As my life plays out, I am still helpless. I cannot move or act, I have no agency in these scenes- I still faintly feel the tingling burn of coffee on my chest and the numb plaster restricting my arms and legs from even adjusting my position. I can only sit and watch the years pass by, painstakingly slowly. I rewatch everything, even getting lost in the moment at times- my first friendship developing, my first kiss, my first breakup. Moving out for the first time feels as fresh as it ever was as I watch myself set down the last box in my empty apartment bedroom over a decade ago.

Thirty-four years sequentially and continuously playing out without the ability to pause.

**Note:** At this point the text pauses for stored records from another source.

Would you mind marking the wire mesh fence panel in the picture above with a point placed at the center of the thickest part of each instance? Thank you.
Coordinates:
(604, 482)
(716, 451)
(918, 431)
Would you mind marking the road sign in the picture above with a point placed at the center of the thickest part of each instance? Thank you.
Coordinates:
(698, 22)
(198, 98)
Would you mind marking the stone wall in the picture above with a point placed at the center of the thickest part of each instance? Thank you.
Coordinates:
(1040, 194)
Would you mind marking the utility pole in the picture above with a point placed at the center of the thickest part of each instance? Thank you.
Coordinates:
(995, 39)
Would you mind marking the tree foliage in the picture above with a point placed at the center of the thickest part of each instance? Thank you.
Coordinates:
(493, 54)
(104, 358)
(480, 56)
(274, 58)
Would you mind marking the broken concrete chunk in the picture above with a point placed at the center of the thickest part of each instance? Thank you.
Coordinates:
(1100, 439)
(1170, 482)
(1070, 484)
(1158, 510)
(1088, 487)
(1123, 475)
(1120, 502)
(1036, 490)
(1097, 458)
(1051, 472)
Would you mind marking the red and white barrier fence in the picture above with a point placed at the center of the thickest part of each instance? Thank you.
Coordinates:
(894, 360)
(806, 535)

I don't even recognize this morning as it starts to play out. My final morning. I watch myself shower, get dressed, eat a pathetic last meal of a protein bar and glass of 2% milk, then pack my backpack with my laptop, books, and jacket. It's only when I start walking across the fateful side street, the street with the stolen stop sign, the street with the hatchback- that panic starts to set in. Desperation. But as I am still powerless to stop it, powerless to do anything but watch, I watch. I feel myself get hit again- body slam, thrown to the ground, broken nose, crushed arm, flattened foot- then a fade to black as I lose consciousness. Though I don't have memory of being unconscious, the time still passes more or less like normal- not that I have any way to tell. I regain consciousness in the hospital, listen to the doctor rambling about the crash, listing out every broken bone I have, rattling off details about insurance claims and medical bills, then fade back into sleep before being jerked awake by the ripping out of cables and freshening up of my coffee burn. Though I'm fearful of what lies beyond, I'm almost giddy at this moment- I can finally end this slideshow, I can finally move on.

Except I don't. As I lay there, stars encircling me, everything getting further away and fading again as it did seemingly 34 years ago, it happens again. I'm back at the birthday party.

I remember panic setting in during the first few years on this second loop.

By the time I reached my tenth birthday, though? I pretty much resigned myself to my fate.

When I got hit by the car for the third time today, I didn't even blink.

And when the loop started up again and I started watching my life for a fourth time, I could only imagine myself sighing.

At this point, I've lost track of how many times I've been through this. How many times I've taken the SATs, how many times i've fallen out of a tree in middle school and broken my knee, how many times i've watched my last conversation with my parents, how many times i've been to my grandfather's funeral.

I must have been through every stage of grief a thousand times over by now, not just to the people i've lost, but to myself. I've reached acceptance, but whoever's pulling the strings just won't let me move on.

How many times I've laid awake at night, unable to fall asleep but yearning so hard to finally rest. How many times I've taken the same exact route to work, walking on a predetermined path to the same doldrums day in and day out. How many times I've sat waiting in empty rooms unable to do anything that I haven't already done.

I only wonder if there was supposed to be something waiting for me at the end of the line, if this is just some kind of fatal fluke.. Or if this is just what awaits everyone once they're ready to pass.